Apparently some behind the scenes wrangling did ensue and in a letter of March 31, 1916, to then-Yale president Arthur Hadley, Professor Farnam, recognizing the matter of the lack of facilities was “considered a serious one,” offered to pay for “suitable lavatory arrangements.” President Hadley agreed, and, in the next term, Louise Farnam and two other women, Helen May Scoville and Lillian Lydia Nye, became the first women admitted to the School of Medicine. Dr. Farnam graduated in 1920, winning the Campbell Gold Prize for the highest rank in examinations. After further training at Johns Hopkins, she spent the next ten years at the new medical school and hospital established by the Yale-China Association, Yali, in Changsha.

The year following Dr. Farnam's admission to Yale saw only one woman, Ella Clay Wakeman, in the class. Female graduates of the era were well aware of the story behind the school's lone women's bathroom, which was quickly dubbed the Louise Farnam Memorial.

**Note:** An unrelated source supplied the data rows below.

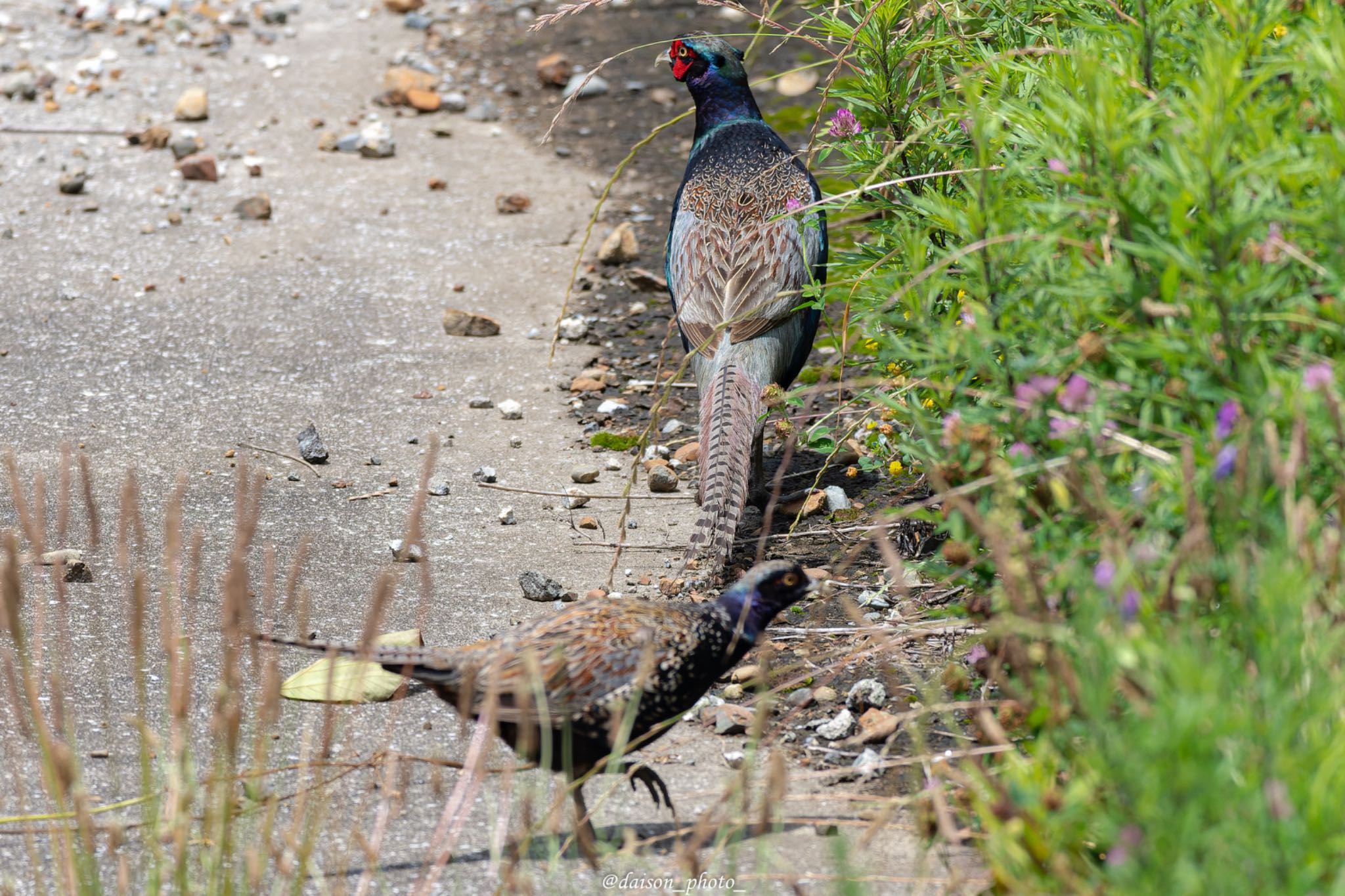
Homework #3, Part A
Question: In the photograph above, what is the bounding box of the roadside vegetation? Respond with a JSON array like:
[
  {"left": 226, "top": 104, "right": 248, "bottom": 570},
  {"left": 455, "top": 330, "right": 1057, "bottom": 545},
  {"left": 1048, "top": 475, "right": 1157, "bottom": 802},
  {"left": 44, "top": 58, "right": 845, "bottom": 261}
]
[{"left": 785, "top": 0, "right": 1345, "bottom": 893}]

Women continued to be admitted to the School of Medicine after those first classes in numbers kept deliberately small by the school. Other than during World War II, until the 1960s no class counted more than 10 percent women among its members. Helen P. Langner, M.D., who graduated in 1922, was the school's oldest alumna when she died last December at age 105 (See A life of engagement).

Louise Farnam would be pleased with her legacy. Today, the right of women to enter the School of Medicine without prejudice is beyond challenge. In fact, this year's graduating class was the first ever to arrive at Yale with more women than men among its members. “Physicians like Dr. Farnam and Dr. Langner helped pave the way for many younger women,” says Merle Waxman, M.A., associate dean and director of the Office of Women in Medicine. “I think they and their contemporaries took great pride in that.”